Well, so much for (a), (b), and (c) at least.
Yesterday, GarageGames officially announced the licensing and availability of the iPhone version of Torque. (It’s actually called iTorque, but really, it’s almost too painful to type that. Seriously. I’ll just call it iPVT or something until they correct that gaffe.)
So it turns out they’re porting both 2D and 3D engines, which is pretty cool. And the SDK is apparently available now, although at first only to commercial licensees, which I’m not. The indie version is supposed to be available soon, after they’ve worked out some of the kinks. The nice part is that their licensing model is really not that bad: $500 for the 2D or 3D SDK (for current owners) with the right to publish one title; future titles are only $100 each. And no royalties for GarageGames, ever. That’s a pretty nice deal, all things considered.
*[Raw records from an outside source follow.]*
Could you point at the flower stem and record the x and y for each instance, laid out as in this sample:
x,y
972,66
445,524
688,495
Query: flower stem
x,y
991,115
The Unity engine will also be available for the iPhone at some point, which means that there will be a whole lot of goodness coming to the iPhone. I really know nothing about the iPhone and its memory or graphics, but I imagine since both Unity and TGE will allow for iPhone development, it must be at least somewhat capable.
My guess, however, is that 3D gaming will still be limited, at least for a while. I really can’t imagine that we’ll be seeing complex 3D graphical games running at acceptable speeds on that platform, although the smaller screen would presumably dictate (and allow) simpler, less intensive models. Maybe as the platform evolves we’ll see more powerful 3D chips able to handle large models and textures with detailed lighting. Who knows.
As for Vespers, I still have serious doubts.
Graphically, it’s a pretty intense game — even though that really hasn’t been the objective. The monastery is a fairly huge set of models with a lot of polys and some large textures, and it’s still makes my desktop cough and wheeze. There’s a lot we could do to simplify and optimize, but that would take a lot of extra work.
Then, there’s the whole interface thing. I think it probably wouldn’t be too hard to come up with an interface design to allow for simple movement similar to the typical W-A-S-D/mouse combination, but there’s still the accompanying text input and output. I don’t know. It might be possible, but it would require a whole lot of redesign.
Still, it’s nice to see the possibility there, however distant. But we still have a long way to go with the desktop version.